Little wonder, then, that nearly seven in ten African Americans want real action against the mounting dangers of this widening scourge, or why a whopping 83 percent support the president's plan to cut the dangerous carbon pollution from our nation's dirtiest power plants.
Those are among the findings of an important new poll that queried 800 African American registered voters nationwide.
The poll found that 83 percent of African Americans support President Obama's plan for cleaning up the dirty power plants that account for about 40 percent of the nation's carbon footprint. Called the Clean Power Plan, it's the single most important measure we can adopt to fight global climate change.
Similarly, 82 percent of African Americans want their state to develop its own approach for hitting the carbon reduction targets in the president's plan.
That makes a lot of sense to me.
Part of the beauty of the Clean Power Plan is that it calls for exactly that:States come up with their own way to cut the carbon pollution in their own backyards.
Smart governors across the country are already busy developing their plans, tailoring them to their local energy mix to find the most cost-effective way to get the job done. And NRDC is working closely with states and communities to ensure that these plans are implemented in ways that help to promote equity among all groups.

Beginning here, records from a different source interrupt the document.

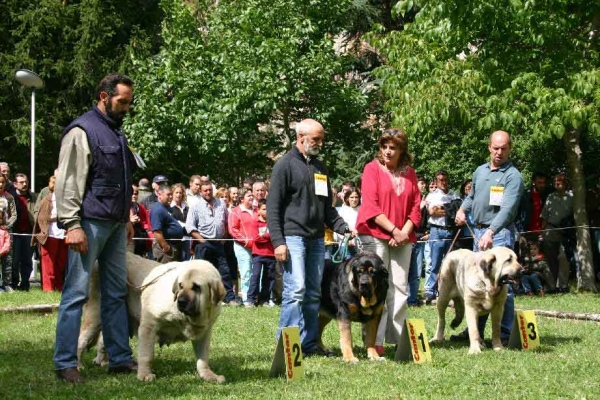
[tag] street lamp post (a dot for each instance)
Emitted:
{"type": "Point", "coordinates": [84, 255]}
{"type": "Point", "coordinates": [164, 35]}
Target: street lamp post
{"type": "Point", "coordinates": [31, 80]}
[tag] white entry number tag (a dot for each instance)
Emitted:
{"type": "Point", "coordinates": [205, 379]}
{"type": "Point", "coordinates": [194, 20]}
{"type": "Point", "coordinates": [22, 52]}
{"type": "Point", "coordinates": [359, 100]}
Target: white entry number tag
{"type": "Point", "coordinates": [321, 185]}
{"type": "Point", "coordinates": [496, 194]}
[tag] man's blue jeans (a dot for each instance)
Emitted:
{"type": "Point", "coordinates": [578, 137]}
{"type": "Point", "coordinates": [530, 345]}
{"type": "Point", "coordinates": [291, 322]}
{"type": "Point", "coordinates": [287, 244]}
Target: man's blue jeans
{"type": "Point", "coordinates": [505, 238]}
{"type": "Point", "coordinates": [301, 297]}
{"type": "Point", "coordinates": [439, 240]}
{"type": "Point", "coordinates": [414, 273]}
{"type": "Point", "coordinates": [107, 241]}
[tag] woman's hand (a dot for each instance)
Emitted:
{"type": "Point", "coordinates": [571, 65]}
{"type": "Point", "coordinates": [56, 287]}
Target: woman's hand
{"type": "Point", "coordinates": [399, 238]}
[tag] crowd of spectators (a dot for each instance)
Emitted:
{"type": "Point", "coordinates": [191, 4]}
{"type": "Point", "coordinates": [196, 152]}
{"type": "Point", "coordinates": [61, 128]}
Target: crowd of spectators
{"type": "Point", "coordinates": [176, 222]}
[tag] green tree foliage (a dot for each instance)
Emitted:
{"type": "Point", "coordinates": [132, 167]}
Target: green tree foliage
{"type": "Point", "coordinates": [463, 69]}
{"type": "Point", "coordinates": [221, 95]}
{"type": "Point", "coordinates": [71, 45]}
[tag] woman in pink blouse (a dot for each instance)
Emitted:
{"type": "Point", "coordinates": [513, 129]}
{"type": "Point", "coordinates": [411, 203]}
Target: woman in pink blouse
{"type": "Point", "coordinates": [385, 222]}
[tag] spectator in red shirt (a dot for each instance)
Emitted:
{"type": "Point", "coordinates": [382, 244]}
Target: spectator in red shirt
{"type": "Point", "coordinates": [22, 250]}
{"type": "Point", "coordinates": [242, 228]}
{"type": "Point", "coordinates": [389, 212]}
{"type": "Point", "coordinates": [263, 261]}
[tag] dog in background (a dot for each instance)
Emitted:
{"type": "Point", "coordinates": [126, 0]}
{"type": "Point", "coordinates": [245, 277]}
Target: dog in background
{"type": "Point", "coordinates": [354, 291]}
{"type": "Point", "coordinates": [477, 283]}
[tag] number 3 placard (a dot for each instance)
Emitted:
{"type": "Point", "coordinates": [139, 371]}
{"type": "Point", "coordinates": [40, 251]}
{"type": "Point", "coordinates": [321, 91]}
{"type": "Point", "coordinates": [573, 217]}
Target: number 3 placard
{"type": "Point", "coordinates": [525, 333]}
{"type": "Point", "coordinates": [288, 355]}
{"type": "Point", "coordinates": [414, 344]}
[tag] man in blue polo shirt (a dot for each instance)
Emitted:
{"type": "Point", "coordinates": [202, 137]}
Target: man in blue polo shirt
{"type": "Point", "coordinates": [494, 204]}
{"type": "Point", "coordinates": [168, 232]}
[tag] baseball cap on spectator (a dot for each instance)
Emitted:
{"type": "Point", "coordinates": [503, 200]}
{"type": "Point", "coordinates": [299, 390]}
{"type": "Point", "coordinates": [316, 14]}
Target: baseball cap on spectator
{"type": "Point", "coordinates": [159, 179]}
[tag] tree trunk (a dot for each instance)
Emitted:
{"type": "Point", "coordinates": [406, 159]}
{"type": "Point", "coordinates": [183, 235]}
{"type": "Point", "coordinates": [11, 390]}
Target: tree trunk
{"type": "Point", "coordinates": [585, 272]}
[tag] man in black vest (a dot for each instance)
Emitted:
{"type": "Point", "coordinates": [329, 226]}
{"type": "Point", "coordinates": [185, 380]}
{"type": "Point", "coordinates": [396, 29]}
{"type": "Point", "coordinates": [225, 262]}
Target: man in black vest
{"type": "Point", "coordinates": [93, 196]}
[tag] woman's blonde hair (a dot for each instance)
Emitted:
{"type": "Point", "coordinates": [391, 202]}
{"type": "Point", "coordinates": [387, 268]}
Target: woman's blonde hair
{"type": "Point", "coordinates": [400, 139]}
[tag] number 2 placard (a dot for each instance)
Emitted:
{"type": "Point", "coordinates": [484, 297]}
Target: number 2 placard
{"type": "Point", "coordinates": [288, 355]}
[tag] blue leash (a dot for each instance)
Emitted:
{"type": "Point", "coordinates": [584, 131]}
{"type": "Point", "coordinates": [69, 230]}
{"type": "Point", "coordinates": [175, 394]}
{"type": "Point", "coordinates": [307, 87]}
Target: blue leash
{"type": "Point", "coordinates": [342, 252]}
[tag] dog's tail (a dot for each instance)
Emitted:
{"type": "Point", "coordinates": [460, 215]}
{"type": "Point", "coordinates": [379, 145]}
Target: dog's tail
{"type": "Point", "coordinates": [459, 308]}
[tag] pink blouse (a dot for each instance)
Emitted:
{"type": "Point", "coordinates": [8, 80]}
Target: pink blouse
{"type": "Point", "coordinates": [395, 195]}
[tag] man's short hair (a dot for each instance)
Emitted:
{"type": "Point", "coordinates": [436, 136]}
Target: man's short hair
{"type": "Point", "coordinates": [162, 187]}
{"type": "Point", "coordinates": [249, 181]}
{"type": "Point", "coordinates": [440, 172]}
{"type": "Point", "coordinates": [194, 177]}
{"type": "Point", "coordinates": [109, 84]}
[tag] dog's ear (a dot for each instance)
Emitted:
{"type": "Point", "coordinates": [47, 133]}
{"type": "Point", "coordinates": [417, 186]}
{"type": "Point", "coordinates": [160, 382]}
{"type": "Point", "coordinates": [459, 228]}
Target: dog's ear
{"type": "Point", "coordinates": [217, 292]}
{"type": "Point", "coordinates": [175, 288]}
{"type": "Point", "coordinates": [487, 262]}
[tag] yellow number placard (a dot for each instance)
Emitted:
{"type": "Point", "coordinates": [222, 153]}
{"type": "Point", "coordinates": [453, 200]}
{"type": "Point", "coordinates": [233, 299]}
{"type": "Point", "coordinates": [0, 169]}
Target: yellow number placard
{"type": "Point", "coordinates": [288, 355]}
{"type": "Point", "coordinates": [414, 344]}
{"type": "Point", "coordinates": [525, 333]}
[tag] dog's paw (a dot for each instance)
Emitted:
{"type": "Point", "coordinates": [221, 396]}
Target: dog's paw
{"type": "Point", "coordinates": [146, 377]}
{"type": "Point", "coordinates": [101, 361]}
{"type": "Point", "coordinates": [210, 376]}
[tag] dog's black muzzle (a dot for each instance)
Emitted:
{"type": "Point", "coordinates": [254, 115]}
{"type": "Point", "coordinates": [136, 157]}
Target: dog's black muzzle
{"type": "Point", "coordinates": [364, 285]}
{"type": "Point", "coordinates": [186, 306]}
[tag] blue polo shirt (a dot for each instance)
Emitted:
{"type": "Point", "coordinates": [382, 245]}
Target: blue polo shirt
{"type": "Point", "coordinates": [162, 220]}
{"type": "Point", "coordinates": [478, 201]}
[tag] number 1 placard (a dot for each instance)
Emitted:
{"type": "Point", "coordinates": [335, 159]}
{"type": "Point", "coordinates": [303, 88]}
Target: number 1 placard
{"type": "Point", "coordinates": [288, 355]}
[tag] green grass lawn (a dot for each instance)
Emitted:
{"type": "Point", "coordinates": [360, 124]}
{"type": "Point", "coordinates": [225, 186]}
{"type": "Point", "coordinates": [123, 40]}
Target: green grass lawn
{"type": "Point", "coordinates": [566, 365]}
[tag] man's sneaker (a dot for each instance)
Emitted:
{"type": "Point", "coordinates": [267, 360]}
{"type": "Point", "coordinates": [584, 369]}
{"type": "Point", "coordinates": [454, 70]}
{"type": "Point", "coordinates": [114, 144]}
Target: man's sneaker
{"type": "Point", "coordinates": [319, 352]}
{"type": "Point", "coordinates": [123, 368]}
{"type": "Point", "coordinates": [71, 375]}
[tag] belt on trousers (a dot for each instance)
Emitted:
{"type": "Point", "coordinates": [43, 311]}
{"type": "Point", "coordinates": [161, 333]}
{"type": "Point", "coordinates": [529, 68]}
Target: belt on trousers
{"type": "Point", "coordinates": [440, 227]}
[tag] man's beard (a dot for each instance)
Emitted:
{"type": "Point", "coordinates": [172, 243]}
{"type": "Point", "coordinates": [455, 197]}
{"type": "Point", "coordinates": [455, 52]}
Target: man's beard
{"type": "Point", "coordinates": [117, 118]}
{"type": "Point", "coordinates": [310, 150]}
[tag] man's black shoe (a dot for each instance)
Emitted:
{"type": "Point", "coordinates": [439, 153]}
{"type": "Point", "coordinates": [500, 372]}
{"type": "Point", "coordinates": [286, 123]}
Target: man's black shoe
{"type": "Point", "coordinates": [123, 368]}
{"type": "Point", "coordinates": [429, 299]}
{"type": "Point", "coordinates": [71, 375]}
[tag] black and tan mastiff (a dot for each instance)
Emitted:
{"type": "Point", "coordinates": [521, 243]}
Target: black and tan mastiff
{"type": "Point", "coordinates": [476, 282]}
{"type": "Point", "coordinates": [167, 303]}
{"type": "Point", "coordinates": [354, 291]}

Plans that help families and businesses use electricity more efficiently, for example, can cut their carbon footprint by cutting waste. Utility customers save money on their power bills in the process, a real benefit to low-income communities.
Other plans stress the opportunity to get more power from the wind and sun. In the first nine months of this year, in fact, those two clean energy sources powered 56.4 percent of all the new electricity-generating capacity installed in this country.
That shift, too, is in step with the views of most African Americans. Among those queried in the September poll, 87 percent say we should increase our use of solar power; 83 percent say we should harness more power from the wind.
One reason: 66 percent believe that investing in clean energy will create jobs. They're right about that, too; it's already happening.
Right now, we've got about a quarter of a million Americans helping us get more power from the wind and sun, and that's only the beginning. Those two sources are providing nearly 6 percent of our electricity nationwide. By 2050, they can provide two-thirds of our power, the U.S. Department of Energy tells us.
The cost of these technologies is falling fast. Installing a wind turbine coststwo-thirds less than it did five years ago; the cost of solar power has been cut in half. The shift to clean power is global, as are the jobs that come with it.
Private analysts expect $8 trillion to be invested in renewable power sourceslike wind and solar over the next 25 years worldwide. One way to make sure American workers get their fair share of the jobs from that bonanza is to master the technology right here at home.
Broadly robust and equitable implementation of the Clean Power Plan will help.
We're all paying a price for climate change. Some of us, though, are bearing a greater burden. It's a sorry commentary on inequity writ large, and it points to an urgent need for all of us to work harder to advance environmental justice everywhere.
One way to begin is by listening to those communities that all too often find themselves on the front lines of environmental degradation. When it comes to the perils of climate change, they're speaking up loud and clear.